Format and manipulate date-time values (NOW, DATE, TIME).

Views

Virtual tables based on SQL statements.

Simplify queries.
Restrict data access.
Ensure consistency.
Provide abstraction.

Indexes

Improve data retrieval speed.

ALL and DISTINCT

ALL (default) includes all values, DISTINCT excludes duplicates.

Database Architecture

Single-tier: Application and data on one machine.
Two-tier: Client-server model.
Three-tier: UI, application logic, and data layer separated.

Database Schema Layers

External Schema (User View): Customized view for each user.
Conceptual Schema: Logical view of the entire database.
Internal Schema: Physical storage method.

SMP (Symmetric Multiprocessing)

Processors share resources.

MPP (Massively Parallel Processing)

Processors have local resources.

Data Warehouse Layers

Bronze: Raw data.
Silver: Cleaned and transformed data.
Gold: Business-ready data.

Data Warehouse vs.
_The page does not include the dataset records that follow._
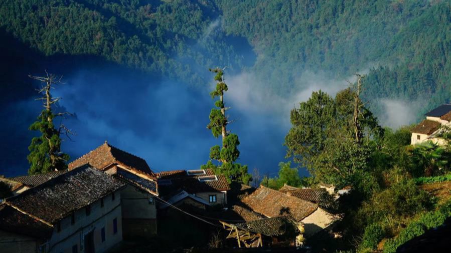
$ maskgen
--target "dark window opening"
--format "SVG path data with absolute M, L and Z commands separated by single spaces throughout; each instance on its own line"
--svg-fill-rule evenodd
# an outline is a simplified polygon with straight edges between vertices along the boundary
M 113 234 L 117 234 L 117 218 L 114 218 L 113 220 Z
M 102 230 L 101 231 L 101 234 L 102 234 L 102 242 L 105 242 L 105 227 L 102 228 Z

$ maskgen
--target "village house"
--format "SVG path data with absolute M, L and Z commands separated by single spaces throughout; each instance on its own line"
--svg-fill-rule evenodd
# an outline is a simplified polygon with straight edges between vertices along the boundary
M 125 186 L 86 164 L 7 198 L 0 206 L 2 252 L 107 250 L 122 240 Z
M 241 202 L 246 208 L 267 218 L 289 215 L 304 224 L 306 238 L 328 228 L 334 220 L 334 216 L 318 204 L 262 186 Z
M 158 186 L 156 176 L 145 160 L 105 142 L 70 162 L 69 170 L 86 163 L 127 184 L 120 199 L 124 238 L 145 238 L 156 234 Z
M 441 126 L 451 126 L 451 104 L 444 104 L 426 114 L 426 119 L 412 130 L 410 144 L 431 140 L 438 145 L 444 144 L 440 137 Z
M 189 204 L 199 208 L 227 204 L 230 186 L 223 175 L 211 170 L 171 170 L 157 174 L 161 196 L 171 204 Z M 168 206 L 161 206 L 162 208 Z
M 51 172 L 36 175 L 27 175 L 14 178 L 0 178 L 11 186 L 11 193 L 16 196 L 32 187 L 38 186 L 67 172 L 67 170 Z

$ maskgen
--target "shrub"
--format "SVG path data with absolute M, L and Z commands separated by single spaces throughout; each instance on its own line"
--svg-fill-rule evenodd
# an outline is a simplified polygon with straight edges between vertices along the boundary
M 382 240 L 385 235 L 383 228 L 379 224 L 373 223 L 368 226 L 365 228 L 360 248 L 375 249 L 377 244 Z
M 414 178 L 413 181 L 417 184 L 423 184 L 430 182 L 444 182 L 451 180 L 451 173 L 444 176 L 422 176 Z
M 426 230 L 439 226 L 450 216 L 451 201 L 448 201 L 438 210 L 423 214 L 415 221 L 410 222 L 397 237 L 387 240 L 384 246 L 384 252 L 395 252 L 396 248 L 401 245 L 422 234 Z

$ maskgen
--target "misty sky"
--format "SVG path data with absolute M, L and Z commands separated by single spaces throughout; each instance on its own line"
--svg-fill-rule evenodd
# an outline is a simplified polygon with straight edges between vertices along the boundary
M 220 29 L 218 24 L 215 21 L 209 26 L 201 40 L 211 36 L 213 30 Z M 240 38 L 234 41 L 244 61 L 251 66 L 256 56 L 251 46 Z M 192 46 L 202 50 L 198 44 Z M 53 95 L 63 98 L 57 110 L 74 114 L 62 122 L 76 133 L 72 140 L 65 138 L 62 145 L 71 160 L 107 140 L 144 158 L 156 172 L 195 169 L 208 160 L 210 147 L 220 144 L 220 139 L 215 138 L 206 128 L 215 101 L 209 94 L 214 88 L 213 74 L 207 68 L 193 68 L 211 81 L 193 87 L 111 63 L 74 62 L 65 65 L 51 59 L 32 70 L 18 68 L 15 73 L 19 76 L 42 75 L 47 69 L 64 74 L 66 84 L 57 87 Z M 282 144 L 290 126 L 290 110 L 308 99 L 313 91 L 321 89 L 334 96 L 348 82 L 346 80 L 328 78 L 321 70 L 306 72 L 295 76 L 292 92 L 280 96 L 264 89 L 269 86 L 256 78 L 258 75 L 249 70 L 251 68 L 247 68 L 226 70 L 229 90 L 225 101 L 226 106 L 231 107 L 228 111 L 229 118 L 236 120 L 228 130 L 240 138 L 237 162 L 247 164 L 249 172 L 257 168 L 261 174 L 274 176 L 278 163 L 286 160 Z M 39 85 L 31 80 L 25 82 L 26 88 L 32 91 Z M 15 84 L 9 85 L 14 90 Z M 32 137 L 38 134 L 28 128 L 42 108 L 40 102 L 34 100 L 37 94 L 33 97 L 14 95 L 10 94 L 13 97 L 0 108 L 0 116 L 8 119 L 0 126 L 3 140 L 0 174 L 7 176 L 27 173 L 28 146 Z M 414 118 L 414 108 L 409 103 L 392 100 L 380 102 L 387 108 L 386 114 L 380 118 L 384 125 L 396 128 Z M 395 112 L 403 112 L 402 116 Z M 300 173 L 307 174 L 305 170 Z

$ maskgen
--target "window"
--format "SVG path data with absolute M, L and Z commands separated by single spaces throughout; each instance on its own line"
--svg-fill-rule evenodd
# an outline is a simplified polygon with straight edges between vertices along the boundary
M 105 227 L 102 228 L 102 230 L 100 231 L 100 234 L 102 236 L 102 242 L 105 242 Z
M 117 234 L 117 218 L 113 220 L 113 234 Z

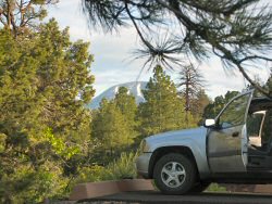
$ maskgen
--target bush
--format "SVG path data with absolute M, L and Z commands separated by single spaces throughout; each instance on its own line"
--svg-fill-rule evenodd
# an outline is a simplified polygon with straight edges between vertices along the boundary
M 110 163 L 107 167 L 95 165 L 79 169 L 72 187 L 82 182 L 97 182 L 104 180 L 119 180 L 124 178 L 136 178 L 135 158 L 137 154 L 122 153 L 121 156 Z
M 120 158 L 115 160 L 107 166 L 109 175 L 106 176 L 106 179 L 119 180 L 124 178 L 136 178 L 136 157 L 137 153 L 122 153 Z

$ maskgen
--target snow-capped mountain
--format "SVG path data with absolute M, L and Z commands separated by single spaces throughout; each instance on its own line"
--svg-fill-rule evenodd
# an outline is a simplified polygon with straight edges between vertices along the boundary
M 101 94 L 94 98 L 91 102 L 87 105 L 87 107 L 98 109 L 99 103 L 101 102 L 103 98 L 106 98 L 107 100 L 112 100 L 118 93 L 120 87 L 126 87 L 128 89 L 128 93 L 133 94 L 136 99 L 137 104 L 139 104 L 140 102 L 145 101 L 141 90 L 146 89 L 146 86 L 147 86 L 146 81 L 134 81 L 134 82 L 125 82 L 121 85 L 115 85 L 109 88 L 108 90 L 106 90 L 104 92 L 102 92 Z

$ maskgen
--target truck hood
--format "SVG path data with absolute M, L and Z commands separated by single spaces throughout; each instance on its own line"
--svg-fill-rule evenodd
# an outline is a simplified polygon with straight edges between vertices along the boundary
M 206 144 L 207 128 L 198 127 L 194 129 L 183 129 L 175 131 L 166 131 L 146 138 L 150 151 L 161 146 L 169 145 L 188 145 L 194 144 L 202 146 Z

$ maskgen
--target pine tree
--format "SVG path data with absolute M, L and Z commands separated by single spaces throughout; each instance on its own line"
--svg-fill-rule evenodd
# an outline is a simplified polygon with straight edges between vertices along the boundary
M 238 91 L 227 91 L 225 95 L 215 97 L 214 101 L 208 104 L 203 111 L 203 118 L 215 118 L 220 111 L 233 99 L 237 95 Z
M 144 136 L 185 127 L 184 101 L 160 65 L 154 67 L 153 77 L 143 93 L 146 102 L 139 105 L 139 116 Z
M 205 112 L 205 107 L 210 103 L 211 99 L 209 99 L 203 89 L 200 89 L 193 99 L 190 113 L 197 120 L 198 125 L 202 124 L 203 122 L 202 115 Z
M 270 1 L 261 0 L 84 0 L 88 22 L 112 31 L 133 25 L 143 49 L 136 59 L 173 68 L 184 58 L 207 61 L 218 56 L 226 69 L 236 68 L 260 92 L 248 72 L 265 67 L 272 58 Z M 169 20 L 173 21 L 169 21 Z M 165 31 L 171 35 L 165 35 Z M 159 29 L 156 29 L 159 28 Z M 177 29 L 178 28 L 178 29 Z M 159 31 L 157 31 L 159 30 Z M 173 35 L 172 35 L 173 34 Z M 152 37 L 150 37 L 152 36 Z M 158 36 L 158 37 L 157 37 Z M 184 58 L 183 58 L 184 56 Z M 231 72 L 231 74 L 233 74 Z
M 188 126 L 188 114 L 193 109 L 193 100 L 198 97 L 197 94 L 203 87 L 203 77 L 201 73 L 194 67 L 193 64 L 182 67 L 180 72 L 178 88 L 181 88 L 181 95 L 185 99 L 185 122 Z
M 91 136 L 98 140 L 103 162 L 110 162 L 133 143 L 129 125 L 113 101 L 101 101 L 91 125 Z
M 37 203 L 63 193 L 70 160 L 85 155 L 90 141 L 90 113 L 84 106 L 94 95 L 89 43 L 71 42 L 69 30 L 53 20 L 36 28 L 16 40 L 0 29 L 3 203 Z M 22 188 L 15 189 L 18 182 Z
M 128 93 L 127 88 L 120 87 L 118 93 L 115 94 L 114 103 L 125 117 L 129 127 L 131 137 L 136 137 L 137 132 L 135 130 L 138 124 L 136 122 L 137 103 L 135 97 Z

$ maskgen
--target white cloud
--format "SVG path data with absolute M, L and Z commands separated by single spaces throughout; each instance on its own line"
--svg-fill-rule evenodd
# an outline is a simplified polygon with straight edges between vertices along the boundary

Operational Database

Different purposes, schema designs, and data structures.

Data Structures

Structured: Highly organized.
Semi-structured: Some organization (JSON, XML).
Unstructured: No pre-defined format.

ACID Model

Ensures reliable transaction processing (Atomicity, Consistency, Isolation, Durability).

Normalization

Reduces redundancy and ensures data integrity.

Referential Integrity

Maintains relationships between tables.

Data Governance

Manages data availability, usability, integrity, security, and consistency.

ETL vs. ELT

Different data transformation approaches.

Entity-Relationship (ER) Model

Conceptual tool for database design.

External Tables

Reference data stored outside the database.

Partitioning

Divides a database into smaller pieces.

Hash Function

Creates a fixed-size string from an input.

Cloud Database Security and Privacy

High priority for confidential data.

Cloud Database Recovery Management

Protects against data loss and failures.

Cloud Database Auto Scaling

Automatically adjusts resources.

Cloud Database Mirroring

Creates real-time copies for availability.

Failover Clusters

Maintain high availability through redundant servers.